I don't have visitors everyday now. I'll mention only the visits of Nicolas and Piotr Ignatievich. Nicolas comes to me usually on holidays, pretending to come on business, but really to see me. He is very hilarious, a thing which never happens to him in the winter.
"Well, what have you got to say?" I ask him, coming out into the passage.
"Your Excellency!" he says, pressing his hand to his heart and looking at me with a lover's rapture. "Your Excellency! So help me God! God strike me where I stand! Gaudeamus igitur juvenestus."
And he kisses me eagerly on the shoulders, on my sleeves, and buttons.
"Is everything all right over there?" I ask.
"Your Excellency! I swear to God...."
He never stops swearing, quite unnecessarily, and I soon get bored, and send him to the kitchen, where they give him dinner. Piotr Ignatievich also comes on holidays specially to visit me and communicate his thoughts to me. He usually sits by the table in my room, modest, clean, judicious, without daring to cross his legs or lean his elbows on the table, all the while telling me in a quiet, even voice what he considers very piquant items of news gathered from journals and pamphlets.
These items are all alike and can be reduced to the following type: A Frenchman made a discovery. Another--a German--exposed him by showing that this discovery had been made as long ago as 1870 by some American. Then a third--also a German--outwitted them both by showing that both of them had been confused, by taking spherules of air under a microscope for dark pigment. Even when he wants to make me laugh, Piotr Ignatievich tells his story at great length, very much as though he were defending a thesis, enumerating his literary sources in detail, with every effort to avoid mistakes in the dates, the particular number of the journal and the names. Moreover, he does not say Petit simply but inevitably, Jean Jacques Petit. If he happens to stay to dinner, he will tell the same sort of piquant stories and drive all the company to despondency. If Gnekker and Liza begin to speak of fugues and counter-fugues in his presence he modestly lowers his eyes, and his face falls. He is ashamed that such trivialities should be spoken of in the presence of such serious men as him and me.

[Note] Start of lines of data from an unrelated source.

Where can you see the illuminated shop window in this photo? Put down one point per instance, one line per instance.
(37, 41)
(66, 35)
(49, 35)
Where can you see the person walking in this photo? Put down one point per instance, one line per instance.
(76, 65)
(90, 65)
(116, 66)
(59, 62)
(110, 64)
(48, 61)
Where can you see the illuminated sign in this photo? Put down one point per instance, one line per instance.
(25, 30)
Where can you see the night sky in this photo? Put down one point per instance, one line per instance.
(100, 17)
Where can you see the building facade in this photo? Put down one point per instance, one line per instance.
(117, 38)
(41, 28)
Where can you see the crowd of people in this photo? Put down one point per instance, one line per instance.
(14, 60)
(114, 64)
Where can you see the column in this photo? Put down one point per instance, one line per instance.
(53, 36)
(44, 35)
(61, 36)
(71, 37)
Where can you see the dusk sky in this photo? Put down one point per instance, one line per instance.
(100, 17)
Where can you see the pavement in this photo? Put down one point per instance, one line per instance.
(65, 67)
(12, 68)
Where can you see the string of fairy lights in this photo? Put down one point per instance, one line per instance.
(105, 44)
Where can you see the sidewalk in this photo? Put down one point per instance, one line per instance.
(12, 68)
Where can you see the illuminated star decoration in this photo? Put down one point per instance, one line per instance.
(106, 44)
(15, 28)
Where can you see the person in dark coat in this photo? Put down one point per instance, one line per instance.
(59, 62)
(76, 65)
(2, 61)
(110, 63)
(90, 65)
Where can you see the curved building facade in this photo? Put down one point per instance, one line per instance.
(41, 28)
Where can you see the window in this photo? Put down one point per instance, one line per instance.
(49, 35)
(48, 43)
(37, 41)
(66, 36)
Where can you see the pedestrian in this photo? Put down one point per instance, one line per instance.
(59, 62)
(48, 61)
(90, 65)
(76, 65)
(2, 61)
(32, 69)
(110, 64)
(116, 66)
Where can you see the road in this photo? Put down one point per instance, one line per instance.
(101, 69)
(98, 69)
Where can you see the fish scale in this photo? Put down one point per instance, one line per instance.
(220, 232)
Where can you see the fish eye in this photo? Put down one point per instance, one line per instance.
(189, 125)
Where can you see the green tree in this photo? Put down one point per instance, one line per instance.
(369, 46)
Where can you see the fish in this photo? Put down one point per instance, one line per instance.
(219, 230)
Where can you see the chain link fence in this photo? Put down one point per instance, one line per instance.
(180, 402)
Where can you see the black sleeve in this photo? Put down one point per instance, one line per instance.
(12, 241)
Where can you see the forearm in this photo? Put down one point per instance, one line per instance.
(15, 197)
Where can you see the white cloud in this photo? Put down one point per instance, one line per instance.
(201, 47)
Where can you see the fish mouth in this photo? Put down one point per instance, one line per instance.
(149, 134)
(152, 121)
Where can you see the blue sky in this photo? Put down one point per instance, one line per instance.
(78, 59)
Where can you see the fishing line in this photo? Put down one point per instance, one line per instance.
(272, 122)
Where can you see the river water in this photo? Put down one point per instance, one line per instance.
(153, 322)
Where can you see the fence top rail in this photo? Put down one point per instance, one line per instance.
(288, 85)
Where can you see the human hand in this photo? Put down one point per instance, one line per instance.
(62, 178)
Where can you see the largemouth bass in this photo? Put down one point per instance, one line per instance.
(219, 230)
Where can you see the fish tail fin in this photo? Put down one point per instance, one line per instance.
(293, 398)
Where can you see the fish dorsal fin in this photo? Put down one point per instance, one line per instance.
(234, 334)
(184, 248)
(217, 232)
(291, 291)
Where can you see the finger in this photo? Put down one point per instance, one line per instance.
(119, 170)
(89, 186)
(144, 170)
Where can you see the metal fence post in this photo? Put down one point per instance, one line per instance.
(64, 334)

In my present state of mind five minutes are enough for him to bore me as though I had seen and listened to him for a whole eternity. I hate the poor man. I wither away beneath his quiet, even voice and his
## bookish language. His stories make me stupid.... He cherishes the
kindliest feelings towards me and talks to me only to give me pleasure. I reward him by staring at his face as if I wanted to hypnotise him, and thinking "Go away. Go, go...." But he is proof against my mental suggestion and sits, sits, sits....
While he sits with me I cannot rid myself of the idea: "When I die, it's quite possible that he will be appointed in my place." Then my poor audience appears to me as an oasis where the stream has dried, up, and I am unkind to Piotr Ignatievich, and silent and morose as if he were guilty of such thoughts and not I myself. When he begins, as usual, to glorify the German scholars, I no longer jest good-naturedly, but murmur sternly:
"They're fools, your Germans...."
It's like the late Professor Nikita Krylov when he was bathing with Pirogov at Reval. He got angry with the water, which was very cold, and swore about "These scoundrelly Germans." I behave badly to Piotr Ignatievich; and it's only when he is going away and I see through the window his grey hat disappearing behind the garden fence, that I want to call him back and say: "Forgive me, my dear fellow."